Según los antecedentes revisados por la justicia, el conflicto ocurrió el 30 de septiembre de 2025, cuando la mujer llegó al recinto para retirar a sus hijos y enfrentó a varios alumnos por supuestas situaciones de acoso escolar.
Sin embargo, la investigación interna del colegio estableció que la apoderada protagonizó agresiones físicas y amenazas contra estudiantes, incluso acompañada por un hijo mayor que no pertenece al establecimiento.
De acuerdo con lo constatado en el fallo, la mujer tomó del cuello y rasguñó a un alumno, mientras su hijo lo golpeaba con puñetazos.
En otro episodio, sujetó a una alumna del pelo y la mantuvo agachada para que su hija le propinara patadas en la cabeza y el rostro, debiendo intervenir un profesor para detener la agresión.
También se consignó que lanzó amenazas y que posteriormente fue denunciada a Carabineros por lanzar piedras contra la casa de otro estudiante.

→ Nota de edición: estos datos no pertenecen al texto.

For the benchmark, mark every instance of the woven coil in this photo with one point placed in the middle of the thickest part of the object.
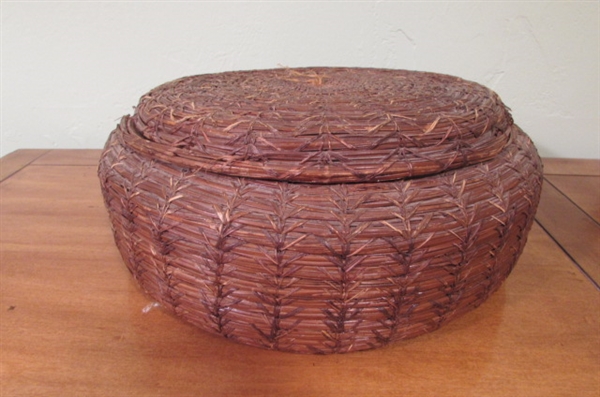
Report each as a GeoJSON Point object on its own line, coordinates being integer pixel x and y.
{"type": "Point", "coordinates": [274, 251]}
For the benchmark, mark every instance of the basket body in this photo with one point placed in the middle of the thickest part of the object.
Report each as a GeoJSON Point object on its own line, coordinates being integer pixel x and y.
{"type": "Point", "coordinates": [292, 262]}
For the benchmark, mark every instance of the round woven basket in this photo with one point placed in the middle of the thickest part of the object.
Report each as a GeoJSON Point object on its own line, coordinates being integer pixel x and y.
{"type": "Point", "coordinates": [320, 210]}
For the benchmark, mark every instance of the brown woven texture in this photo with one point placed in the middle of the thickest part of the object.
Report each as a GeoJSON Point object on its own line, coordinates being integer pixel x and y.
{"type": "Point", "coordinates": [301, 210]}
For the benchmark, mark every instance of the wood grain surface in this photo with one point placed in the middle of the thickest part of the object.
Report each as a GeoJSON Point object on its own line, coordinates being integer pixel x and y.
{"type": "Point", "coordinates": [73, 322]}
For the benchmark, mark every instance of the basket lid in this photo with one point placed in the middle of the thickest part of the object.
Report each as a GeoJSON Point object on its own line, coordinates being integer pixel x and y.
{"type": "Point", "coordinates": [320, 125]}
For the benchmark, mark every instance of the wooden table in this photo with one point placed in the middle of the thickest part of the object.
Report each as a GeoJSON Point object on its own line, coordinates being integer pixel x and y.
{"type": "Point", "coordinates": [73, 323]}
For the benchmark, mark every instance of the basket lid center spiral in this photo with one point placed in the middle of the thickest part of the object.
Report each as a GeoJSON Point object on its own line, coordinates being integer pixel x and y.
{"type": "Point", "coordinates": [320, 125]}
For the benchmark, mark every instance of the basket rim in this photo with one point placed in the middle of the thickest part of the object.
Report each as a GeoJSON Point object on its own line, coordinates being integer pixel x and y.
{"type": "Point", "coordinates": [320, 125]}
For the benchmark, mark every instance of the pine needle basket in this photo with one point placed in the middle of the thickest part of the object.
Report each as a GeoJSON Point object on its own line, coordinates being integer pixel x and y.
{"type": "Point", "coordinates": [320, 210]}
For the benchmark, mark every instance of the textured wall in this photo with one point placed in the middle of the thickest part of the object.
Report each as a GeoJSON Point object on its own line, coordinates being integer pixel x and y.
{"type": "Point", "coordinates": [71, 69]}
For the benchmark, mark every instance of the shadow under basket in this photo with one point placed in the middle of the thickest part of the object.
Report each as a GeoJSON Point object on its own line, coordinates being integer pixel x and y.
{"type": "Point", "coordinates": [320, 210]}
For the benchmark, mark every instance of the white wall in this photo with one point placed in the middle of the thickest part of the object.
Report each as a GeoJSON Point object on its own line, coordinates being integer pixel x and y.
{"type": "Point", "coordinates": [70, 70]}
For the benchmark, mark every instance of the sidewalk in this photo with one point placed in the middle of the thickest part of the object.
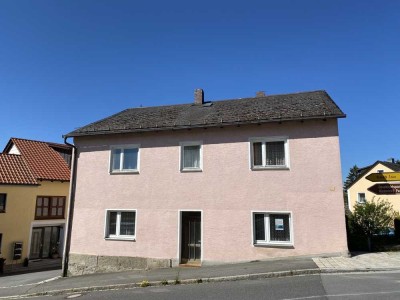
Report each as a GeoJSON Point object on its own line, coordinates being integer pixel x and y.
{"type": "Point", "coordinates": [260, 269]}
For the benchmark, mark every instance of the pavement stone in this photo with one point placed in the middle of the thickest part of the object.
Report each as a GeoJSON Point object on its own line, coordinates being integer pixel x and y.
{"type": "Point", "coordinates": [55, 285]}
{"type": "Point", "coordinates": [360, 261]}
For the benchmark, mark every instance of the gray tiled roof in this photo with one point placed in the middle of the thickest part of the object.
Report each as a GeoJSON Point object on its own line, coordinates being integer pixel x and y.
{"type": "Point", "coordinates": [274, 108]}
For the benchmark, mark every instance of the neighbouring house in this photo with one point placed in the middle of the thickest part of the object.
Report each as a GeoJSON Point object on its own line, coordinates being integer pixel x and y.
{"type": "Point", "coordinates": [34, 188]}
{"type": "Point", "coordinates": [208, 182]}
{"type": "Point", "coordinates": [358, 191]}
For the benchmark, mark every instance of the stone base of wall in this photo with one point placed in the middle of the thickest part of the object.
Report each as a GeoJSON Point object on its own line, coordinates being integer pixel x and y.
{"type": "Point", "coordinates": [80, 264]}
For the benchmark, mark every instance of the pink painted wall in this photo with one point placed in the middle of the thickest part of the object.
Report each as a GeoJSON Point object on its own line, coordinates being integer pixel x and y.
{"type": "Point", "coordinates": [226, 191]}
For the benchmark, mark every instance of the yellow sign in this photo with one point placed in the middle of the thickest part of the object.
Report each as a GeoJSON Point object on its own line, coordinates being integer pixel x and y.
{"type": "Point", "coordinates": [389, 176]}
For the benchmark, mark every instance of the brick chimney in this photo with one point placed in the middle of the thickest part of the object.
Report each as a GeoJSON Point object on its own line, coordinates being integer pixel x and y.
{"type": "Point", "coordinates": [260, 94]}
{"type": "Point", "coordinates": [198, 97]}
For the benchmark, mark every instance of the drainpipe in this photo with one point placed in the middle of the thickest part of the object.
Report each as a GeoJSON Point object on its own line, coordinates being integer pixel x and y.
{"type": "Point", "coordinates": [67, 238]}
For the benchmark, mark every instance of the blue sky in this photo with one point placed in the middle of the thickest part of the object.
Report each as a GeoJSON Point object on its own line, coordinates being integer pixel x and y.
{"type": "Point", "coordinates": [64, 64]}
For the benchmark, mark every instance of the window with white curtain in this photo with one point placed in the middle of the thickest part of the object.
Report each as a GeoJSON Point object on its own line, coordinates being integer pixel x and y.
{"type": "Point", "coordinates": [269, 153]}
{"type": "Point", "coordinates": [124, 159]}
{"type": "Point", "coordinates": [191, 156]}
{"type": "Point", "coordinates": [272, 228]}
{"type": "Point", "coordinates": [120, 224]}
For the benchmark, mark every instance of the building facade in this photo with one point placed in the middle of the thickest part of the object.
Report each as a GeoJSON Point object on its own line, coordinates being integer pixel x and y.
{"type": "Point", "coordinates": [34, 187]}
{"type": "Point", "coordinates": [358, 192]}
{"type": "Point", "coordinates": [208, 183]}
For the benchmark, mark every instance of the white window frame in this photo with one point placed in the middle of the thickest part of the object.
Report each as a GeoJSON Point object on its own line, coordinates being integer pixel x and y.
{"type": "Point", "coordinates": [121, 170]}
{"type": "Point", "coordinates": [181, 156]}
{"type": "Point", "coordinates": [359, 198]}
{"type": "Point", "coordinates": [265, 140]}
{"type": "Point", "coordinates": [117, 236]}
{"type": "Point", "coordinates": [267, 241]}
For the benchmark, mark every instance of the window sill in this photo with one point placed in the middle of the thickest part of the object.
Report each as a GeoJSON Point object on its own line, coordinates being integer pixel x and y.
{"type": "Point", "coordinates": [274, 245]}
{"type": "Point", "coordinates": [124, 172]}
{"type": "Point", "coordinates": [132, 239]}
{"type": "Point", "coordinates": [191, 170]}
{"type": "Point", "coordinates": [269, 168]}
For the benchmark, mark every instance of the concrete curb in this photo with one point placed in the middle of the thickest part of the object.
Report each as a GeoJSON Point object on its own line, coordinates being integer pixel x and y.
{"type": "Point", "coordinates": [146, 283]}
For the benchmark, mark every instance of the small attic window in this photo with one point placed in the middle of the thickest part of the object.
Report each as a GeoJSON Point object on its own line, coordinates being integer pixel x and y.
{"type": "Point", "coordinates": [14, 150]}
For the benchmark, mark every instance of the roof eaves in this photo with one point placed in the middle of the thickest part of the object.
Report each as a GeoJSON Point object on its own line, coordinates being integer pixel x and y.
{"type": "Point", "coordinates": [181, 127]}
{"type": "Point", "coordinates": [369, 168]}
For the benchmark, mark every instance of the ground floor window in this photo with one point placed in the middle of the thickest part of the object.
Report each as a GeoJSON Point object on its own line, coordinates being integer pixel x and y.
{"type": "Point", "coordinates": [120, 224]}
{"type": "Point", "coordinates": [272, 228]}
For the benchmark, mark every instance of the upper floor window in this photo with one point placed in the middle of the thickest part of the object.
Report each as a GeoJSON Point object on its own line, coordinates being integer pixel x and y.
{"type": "Point", "coordinates": [269, 153]}
{"type": "Point", "coordinates": [120, 224]}
{"type": "Point", "coordinates": [191, 156]}
{"type": "Point", "coordinates": [361, 198]}
{"type": "Point", "coordinates": [50, 207]}
{"type": "Point", "coordinates": [124, 159]}
{"type": "Point", "coordinates": [3, 198]}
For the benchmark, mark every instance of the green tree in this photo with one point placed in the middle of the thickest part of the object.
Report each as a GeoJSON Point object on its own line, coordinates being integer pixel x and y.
{"type": "Point", "coordinates": [372, 217]}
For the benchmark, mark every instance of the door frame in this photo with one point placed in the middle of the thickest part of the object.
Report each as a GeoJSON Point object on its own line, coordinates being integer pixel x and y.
{"type": "Point", "coordinates": [47, 223]}
{"type": "Point", "coordinates": [180, 212]}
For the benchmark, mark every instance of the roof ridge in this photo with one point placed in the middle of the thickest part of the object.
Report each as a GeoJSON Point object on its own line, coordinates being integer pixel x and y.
{"type": "Point", "coordinates": [36, 141]}
{"type": "Point", "coordinates": [271, 108]}
{"type": "Point", "coordinates": [218, 100]}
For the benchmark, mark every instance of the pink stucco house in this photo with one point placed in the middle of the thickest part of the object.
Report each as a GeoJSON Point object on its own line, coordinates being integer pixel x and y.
{"type": "Point", "coordinates": [208, 182]}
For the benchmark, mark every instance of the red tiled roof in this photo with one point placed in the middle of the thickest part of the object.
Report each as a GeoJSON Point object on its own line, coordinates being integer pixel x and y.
{"type": "Point", "coordinates": [14, 170]}
{"type": "Point", "coordinates": [44, 162]}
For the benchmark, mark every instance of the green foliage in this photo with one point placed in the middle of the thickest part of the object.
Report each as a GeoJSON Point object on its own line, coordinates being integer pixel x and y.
{"type": "Point", "coordinates": [372, 217]}
{"type": "Point", "coordinates": [164, 282]}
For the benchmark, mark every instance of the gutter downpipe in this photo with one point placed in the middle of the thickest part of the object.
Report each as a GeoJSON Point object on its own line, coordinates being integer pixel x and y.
{"type": "Point", "coordinates": [72, 187]}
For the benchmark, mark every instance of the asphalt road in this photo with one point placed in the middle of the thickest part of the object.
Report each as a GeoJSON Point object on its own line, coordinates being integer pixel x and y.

Tras los hechos, el establecimiento aplicó su reglamento de convivencia escolar y dispuso que la mujer dejara de ejercer como apoderada, designándose al padre de los menores para asumir ese rol. Además, se restringió su ingreso al colegio.

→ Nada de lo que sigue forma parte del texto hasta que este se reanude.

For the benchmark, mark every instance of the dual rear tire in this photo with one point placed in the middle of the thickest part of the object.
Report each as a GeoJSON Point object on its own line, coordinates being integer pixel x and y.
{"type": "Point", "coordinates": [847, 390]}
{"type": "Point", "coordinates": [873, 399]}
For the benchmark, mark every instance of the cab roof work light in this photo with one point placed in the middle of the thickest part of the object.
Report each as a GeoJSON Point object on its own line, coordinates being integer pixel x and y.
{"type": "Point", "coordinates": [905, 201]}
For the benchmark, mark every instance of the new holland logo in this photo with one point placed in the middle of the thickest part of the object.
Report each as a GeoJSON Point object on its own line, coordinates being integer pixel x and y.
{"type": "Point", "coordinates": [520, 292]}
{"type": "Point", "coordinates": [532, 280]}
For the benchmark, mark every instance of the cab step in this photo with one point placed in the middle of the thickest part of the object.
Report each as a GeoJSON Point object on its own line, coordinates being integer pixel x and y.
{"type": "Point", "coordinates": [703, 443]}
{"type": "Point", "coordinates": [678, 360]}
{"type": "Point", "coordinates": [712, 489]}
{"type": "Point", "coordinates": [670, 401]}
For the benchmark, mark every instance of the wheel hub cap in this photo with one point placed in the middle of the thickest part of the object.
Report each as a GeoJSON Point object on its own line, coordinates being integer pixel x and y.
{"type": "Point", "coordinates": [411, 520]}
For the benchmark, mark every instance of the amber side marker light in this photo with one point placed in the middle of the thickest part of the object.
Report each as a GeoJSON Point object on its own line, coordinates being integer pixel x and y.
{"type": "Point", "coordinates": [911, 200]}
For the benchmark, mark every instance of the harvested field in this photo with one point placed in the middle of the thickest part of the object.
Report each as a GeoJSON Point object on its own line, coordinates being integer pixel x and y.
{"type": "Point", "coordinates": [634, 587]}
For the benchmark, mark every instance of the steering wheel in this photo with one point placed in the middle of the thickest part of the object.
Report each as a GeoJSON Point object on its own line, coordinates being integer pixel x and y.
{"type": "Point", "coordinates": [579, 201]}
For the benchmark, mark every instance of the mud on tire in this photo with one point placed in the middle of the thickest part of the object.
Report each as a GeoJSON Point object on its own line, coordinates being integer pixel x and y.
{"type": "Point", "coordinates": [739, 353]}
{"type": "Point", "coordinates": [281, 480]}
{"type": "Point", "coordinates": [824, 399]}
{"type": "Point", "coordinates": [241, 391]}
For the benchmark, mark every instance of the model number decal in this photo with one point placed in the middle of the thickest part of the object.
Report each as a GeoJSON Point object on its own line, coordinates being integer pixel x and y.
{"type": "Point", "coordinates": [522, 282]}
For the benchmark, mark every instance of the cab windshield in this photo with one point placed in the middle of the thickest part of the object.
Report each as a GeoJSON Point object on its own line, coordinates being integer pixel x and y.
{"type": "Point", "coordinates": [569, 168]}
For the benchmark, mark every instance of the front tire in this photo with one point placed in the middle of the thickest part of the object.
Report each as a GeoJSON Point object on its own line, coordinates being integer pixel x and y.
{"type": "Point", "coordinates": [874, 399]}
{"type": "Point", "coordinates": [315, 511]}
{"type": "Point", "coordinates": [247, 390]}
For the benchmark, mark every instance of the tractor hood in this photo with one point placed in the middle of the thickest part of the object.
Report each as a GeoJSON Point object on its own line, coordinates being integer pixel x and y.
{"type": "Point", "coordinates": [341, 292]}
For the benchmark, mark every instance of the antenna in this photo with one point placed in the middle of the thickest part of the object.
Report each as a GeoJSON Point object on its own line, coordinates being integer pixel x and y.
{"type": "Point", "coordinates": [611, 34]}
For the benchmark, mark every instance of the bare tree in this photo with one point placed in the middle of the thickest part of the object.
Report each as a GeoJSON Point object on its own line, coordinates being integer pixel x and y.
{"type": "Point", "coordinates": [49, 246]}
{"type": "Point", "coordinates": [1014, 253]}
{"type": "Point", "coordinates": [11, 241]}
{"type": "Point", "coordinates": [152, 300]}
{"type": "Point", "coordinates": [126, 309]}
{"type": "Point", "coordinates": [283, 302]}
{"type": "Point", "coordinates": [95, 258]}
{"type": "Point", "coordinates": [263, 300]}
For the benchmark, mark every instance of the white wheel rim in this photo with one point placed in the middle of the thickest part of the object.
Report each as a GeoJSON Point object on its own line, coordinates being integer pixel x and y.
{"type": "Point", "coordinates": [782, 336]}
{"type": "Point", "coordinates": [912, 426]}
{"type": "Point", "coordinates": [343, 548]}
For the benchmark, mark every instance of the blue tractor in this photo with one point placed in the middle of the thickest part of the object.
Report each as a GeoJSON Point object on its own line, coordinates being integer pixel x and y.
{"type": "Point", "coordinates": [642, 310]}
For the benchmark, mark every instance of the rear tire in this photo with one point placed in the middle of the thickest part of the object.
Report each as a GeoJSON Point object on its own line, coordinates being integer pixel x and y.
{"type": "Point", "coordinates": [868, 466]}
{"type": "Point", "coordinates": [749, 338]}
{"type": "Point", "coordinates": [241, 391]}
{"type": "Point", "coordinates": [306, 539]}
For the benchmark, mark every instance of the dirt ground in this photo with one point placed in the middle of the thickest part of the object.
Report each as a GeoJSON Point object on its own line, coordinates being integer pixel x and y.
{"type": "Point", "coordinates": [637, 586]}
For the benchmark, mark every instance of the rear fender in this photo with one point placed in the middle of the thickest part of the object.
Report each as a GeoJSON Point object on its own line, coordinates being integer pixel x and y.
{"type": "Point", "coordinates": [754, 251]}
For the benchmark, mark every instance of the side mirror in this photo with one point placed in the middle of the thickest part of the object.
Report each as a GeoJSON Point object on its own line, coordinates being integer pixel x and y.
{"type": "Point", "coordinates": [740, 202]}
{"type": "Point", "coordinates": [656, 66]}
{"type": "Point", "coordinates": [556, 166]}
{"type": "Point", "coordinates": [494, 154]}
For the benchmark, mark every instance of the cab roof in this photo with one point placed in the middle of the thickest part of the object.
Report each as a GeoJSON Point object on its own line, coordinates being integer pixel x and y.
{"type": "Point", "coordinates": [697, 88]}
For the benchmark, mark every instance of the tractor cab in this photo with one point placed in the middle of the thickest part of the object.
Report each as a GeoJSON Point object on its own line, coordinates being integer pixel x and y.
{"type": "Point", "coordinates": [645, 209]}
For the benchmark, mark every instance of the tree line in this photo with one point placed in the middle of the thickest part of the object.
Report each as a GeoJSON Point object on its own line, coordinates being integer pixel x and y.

La apoderada presentó un recurso de protección ante la Corte de Apelaciones de Santiago, alegando que la medida vulneraba sus derechos y los de sus hijos, además de acusar que el colegio no había actuado frente a denuncias de acoso escolar.
El caso fue revisado por la Primera Sala del tribunal de alzada capitalino, integrada por el ministro Guillermo de la Barra Dunner, la ministra Lidia Poza Matus y el abogado integrante Jorge Gómez Oyarzo, quienes finalmente rechazaron la acción constitucional.
En la sentencia, el tribunal concluyó que la medida adoptada por el colegio no fue ilegal ni arbitraria, ya que responde al deber del establecimiento de proteger la seguridad y convivencia de la comunidad educativa.
El fallo señala que las conductas de la apoderada “han afectado gravemente la integridad de miembros de esta comunidad escolar”, agregando que “se trata de hechos extremadamente violentos, desafiantes que torna legítima, racional y necesaria la caducidad de su calidad de apoderada”.
Con estos antecedentes, la Corte de Apelaciones de Santiago resolvió rechazar el recurso de protección presentado contra el establecimiento educacional y mantener la decisión de remover a la mujer como apoderada y restringir su ingreso al colegio.